NECESSARY AND URGENT
While the disciples continue on their journey, Jesus alone enters a village and heads to a house where he finds two sisters whom he dearly loves. Their friend Jesus’ presence is going to provoke two very different reactions in these women.
Mary, surely the younger sister, drops everything and remains «seated at the Lord’s feet». Her only concern is to listen to him. The Gospel writer describes her with the characteristics of the true disciple: at the feet of the Master, attentive to his voice, welcoming his Word and nourishing herself with his teaching.

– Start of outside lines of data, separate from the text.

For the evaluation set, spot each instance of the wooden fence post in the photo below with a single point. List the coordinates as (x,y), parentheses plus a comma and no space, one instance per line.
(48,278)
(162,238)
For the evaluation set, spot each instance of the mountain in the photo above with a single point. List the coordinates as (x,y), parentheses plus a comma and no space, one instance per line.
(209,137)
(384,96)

Martha’s reaction is different. From the moment Jesus arrived, she’s done nothing but do her best to welcome him and dutifully attend to his needs. Luke describes her as one weighed down by all she has to do. Overwhelmed by the situation and hurt by her sister, she lays out her complaint to Jesus: «Lord, do you not care that my sister is leaving me to do the serving all by myself? Please tell her to help me».
Jesus doesn’t lose his cool. He responds to Martha with great tenderness, slowly repeating her name; then he helps her see that he’s concerned about her burden, but she should know that listening to him is so essential and necessary that not one disciple should be left without his Word: «Martha, Martha, you worry and fret about so many things, and yet few are needed, indeed only one. It is Mary who has chosen the better part, and it is not to be taken from her».

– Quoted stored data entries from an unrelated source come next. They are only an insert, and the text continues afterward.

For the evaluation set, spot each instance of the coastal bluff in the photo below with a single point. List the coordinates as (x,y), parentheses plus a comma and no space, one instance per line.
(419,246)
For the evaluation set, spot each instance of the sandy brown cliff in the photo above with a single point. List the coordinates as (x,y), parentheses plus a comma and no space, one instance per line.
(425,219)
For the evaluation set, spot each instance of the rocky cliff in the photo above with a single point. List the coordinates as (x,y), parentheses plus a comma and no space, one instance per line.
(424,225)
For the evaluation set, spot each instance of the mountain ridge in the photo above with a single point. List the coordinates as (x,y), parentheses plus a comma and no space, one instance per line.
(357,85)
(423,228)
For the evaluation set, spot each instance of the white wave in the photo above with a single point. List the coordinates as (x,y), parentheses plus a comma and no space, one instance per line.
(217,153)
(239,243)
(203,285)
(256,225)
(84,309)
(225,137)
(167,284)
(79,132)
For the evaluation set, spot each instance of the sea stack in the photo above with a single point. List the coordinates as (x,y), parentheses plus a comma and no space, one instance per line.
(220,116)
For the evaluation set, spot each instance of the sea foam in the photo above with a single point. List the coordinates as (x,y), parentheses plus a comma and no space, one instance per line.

Jesus doesn’t criticize Martha’s service. How could he do so if he himself is teaching everyone by his example to go about welcoming, serving, helping others? What he criticizes is her way of working so nervously, under the pressure of too much to do.

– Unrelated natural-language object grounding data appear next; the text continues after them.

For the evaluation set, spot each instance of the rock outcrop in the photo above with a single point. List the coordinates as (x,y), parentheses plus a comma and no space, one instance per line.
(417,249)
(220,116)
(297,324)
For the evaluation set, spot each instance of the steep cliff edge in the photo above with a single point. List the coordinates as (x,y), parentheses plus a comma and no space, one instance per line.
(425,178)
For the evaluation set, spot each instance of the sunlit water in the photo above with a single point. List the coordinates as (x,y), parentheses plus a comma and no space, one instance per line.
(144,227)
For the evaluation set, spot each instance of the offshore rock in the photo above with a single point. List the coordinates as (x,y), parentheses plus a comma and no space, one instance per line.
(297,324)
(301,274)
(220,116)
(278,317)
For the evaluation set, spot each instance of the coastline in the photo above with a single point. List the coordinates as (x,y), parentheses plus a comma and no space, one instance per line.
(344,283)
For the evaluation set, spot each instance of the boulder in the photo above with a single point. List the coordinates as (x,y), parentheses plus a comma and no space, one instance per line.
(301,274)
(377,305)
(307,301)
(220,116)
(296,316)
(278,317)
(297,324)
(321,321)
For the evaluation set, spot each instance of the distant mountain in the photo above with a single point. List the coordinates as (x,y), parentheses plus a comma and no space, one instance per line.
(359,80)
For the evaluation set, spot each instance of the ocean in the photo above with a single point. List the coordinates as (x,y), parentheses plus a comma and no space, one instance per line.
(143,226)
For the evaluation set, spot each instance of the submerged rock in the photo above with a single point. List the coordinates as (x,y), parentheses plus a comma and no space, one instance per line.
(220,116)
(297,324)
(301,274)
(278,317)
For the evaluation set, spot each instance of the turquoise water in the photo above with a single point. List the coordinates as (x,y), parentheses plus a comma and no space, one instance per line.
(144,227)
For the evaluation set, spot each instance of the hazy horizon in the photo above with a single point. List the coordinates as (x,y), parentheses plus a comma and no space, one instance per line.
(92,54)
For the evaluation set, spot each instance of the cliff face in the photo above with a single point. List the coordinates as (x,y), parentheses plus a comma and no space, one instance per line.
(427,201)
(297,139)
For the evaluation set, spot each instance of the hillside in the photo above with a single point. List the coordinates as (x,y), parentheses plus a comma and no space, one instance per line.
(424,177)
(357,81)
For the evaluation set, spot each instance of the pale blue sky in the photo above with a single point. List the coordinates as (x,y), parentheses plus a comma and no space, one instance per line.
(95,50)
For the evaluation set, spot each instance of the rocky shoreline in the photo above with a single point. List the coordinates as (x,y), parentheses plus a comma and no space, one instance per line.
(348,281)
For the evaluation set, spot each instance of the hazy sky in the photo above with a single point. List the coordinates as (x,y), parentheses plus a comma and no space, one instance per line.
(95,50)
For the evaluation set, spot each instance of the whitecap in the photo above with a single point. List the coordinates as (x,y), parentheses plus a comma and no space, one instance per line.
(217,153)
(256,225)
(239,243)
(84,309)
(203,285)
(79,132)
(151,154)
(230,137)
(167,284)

Jesus doesn’t place in opposition the active and the contemplative life, nor the faithful listening of his Word and the practical commitment of living his style of self-giving to others. What he does do is draw attention to the danger of living absorbed by excessive activity, in constant inner agitation, strangling the Spirit within us, spreading anxiety and fatigue rather than peace and love.
Compelled by the dissipation of energy, we get used to asking the more generous Christians for all kinds of commitments both in and outside of the Church. If at the same time we don’t offer them space and time to get to know Jesus, listen to his Word and feed on his Gospel, we run the risk of letting agitation and anxiety grow in the Church, but not his Spirit and his peace. We can end up with communities led by burnt-out functionaries, but not by witnesses who radiate their Master’s spirit and life.